NSA's Defense Of All Those Abuses: 'Well, Compared To All The Spying We Do, We Don't Abuse It That Often'
from the uh,-that's-not-helping dept
In our initial report about the Washington Post’s astounding revelations about NSA abuses of surveillance, we posted part of the NSA’s “defense” of those abuses, but we left out the truly crazy part, which came right after the part we initially quoted:
“You can look at it as a percentage of our total activity that occurs each day,” he said. “You look at a number in absolute terms that looks big, and when you look at it in relative terms, it looks a little different.”
This was a senior NSA official, almost certainly the NSA’s “compliance director,” arguing, in effect, “we do so much spying that a few thousand mistakes per year is really no big deal.” Except, remember, throughout all of this, all of the NSA’s defenders, from President Obama to James Clapper to Keith Alexander to Mike Rogers, keep insisting that abuse is next to impossible.

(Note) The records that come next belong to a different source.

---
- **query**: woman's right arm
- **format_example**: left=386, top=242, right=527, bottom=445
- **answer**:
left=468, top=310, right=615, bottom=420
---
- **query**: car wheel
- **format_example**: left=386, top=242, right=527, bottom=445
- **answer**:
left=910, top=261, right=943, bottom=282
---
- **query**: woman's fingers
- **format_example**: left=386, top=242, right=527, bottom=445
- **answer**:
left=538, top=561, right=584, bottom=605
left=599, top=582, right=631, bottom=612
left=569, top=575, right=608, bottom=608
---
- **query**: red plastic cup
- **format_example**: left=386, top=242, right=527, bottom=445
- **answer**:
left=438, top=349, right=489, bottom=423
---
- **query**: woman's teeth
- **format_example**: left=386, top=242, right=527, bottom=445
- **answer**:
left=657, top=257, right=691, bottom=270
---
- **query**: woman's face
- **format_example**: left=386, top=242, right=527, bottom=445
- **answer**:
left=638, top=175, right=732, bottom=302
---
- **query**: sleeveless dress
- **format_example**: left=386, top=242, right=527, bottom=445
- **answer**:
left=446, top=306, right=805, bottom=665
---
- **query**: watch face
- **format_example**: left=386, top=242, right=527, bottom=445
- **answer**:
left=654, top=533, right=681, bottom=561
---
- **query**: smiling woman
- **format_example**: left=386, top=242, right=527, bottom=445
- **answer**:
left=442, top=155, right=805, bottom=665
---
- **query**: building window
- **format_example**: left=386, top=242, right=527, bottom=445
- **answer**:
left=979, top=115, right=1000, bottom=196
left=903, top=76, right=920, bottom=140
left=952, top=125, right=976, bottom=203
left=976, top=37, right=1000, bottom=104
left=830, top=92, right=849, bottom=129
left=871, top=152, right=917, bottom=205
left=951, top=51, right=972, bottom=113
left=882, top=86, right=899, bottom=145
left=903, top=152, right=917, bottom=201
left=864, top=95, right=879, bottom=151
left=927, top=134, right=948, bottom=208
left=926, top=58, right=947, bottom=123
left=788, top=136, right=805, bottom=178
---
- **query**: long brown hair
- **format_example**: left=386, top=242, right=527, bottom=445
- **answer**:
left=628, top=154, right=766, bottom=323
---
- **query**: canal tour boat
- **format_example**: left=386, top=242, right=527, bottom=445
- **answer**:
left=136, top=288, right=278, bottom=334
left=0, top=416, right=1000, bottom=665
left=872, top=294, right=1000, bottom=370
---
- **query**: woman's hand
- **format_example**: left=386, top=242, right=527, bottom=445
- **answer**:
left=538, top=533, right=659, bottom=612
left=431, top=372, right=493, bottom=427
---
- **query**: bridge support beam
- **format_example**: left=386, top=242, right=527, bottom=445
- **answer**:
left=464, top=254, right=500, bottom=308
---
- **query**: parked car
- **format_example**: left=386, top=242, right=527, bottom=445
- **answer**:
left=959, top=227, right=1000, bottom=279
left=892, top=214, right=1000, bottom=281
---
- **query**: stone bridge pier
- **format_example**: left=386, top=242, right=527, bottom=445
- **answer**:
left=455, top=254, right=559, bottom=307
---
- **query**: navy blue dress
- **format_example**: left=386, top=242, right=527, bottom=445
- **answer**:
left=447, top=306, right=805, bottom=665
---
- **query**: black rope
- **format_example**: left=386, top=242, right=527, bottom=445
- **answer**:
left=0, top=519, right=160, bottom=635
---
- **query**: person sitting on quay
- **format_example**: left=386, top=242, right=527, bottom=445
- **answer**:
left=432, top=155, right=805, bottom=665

Yet, now even the NSA is admitting that “in absolute terms” there’s a lot of abuse, but we shouldn’t worry our pretty little heads about it, because in relative terms, it’s not that much. This is the point at which anyone who understands the difference between absolute and relative numbers, and when each is the appropriate measure to use, starts coughing up a lung. The relative amount is meaningless here. The absolute number means everything, because it shows that abuse is widespread and happens daily — something that the program’s defenders have been trying to deny for months.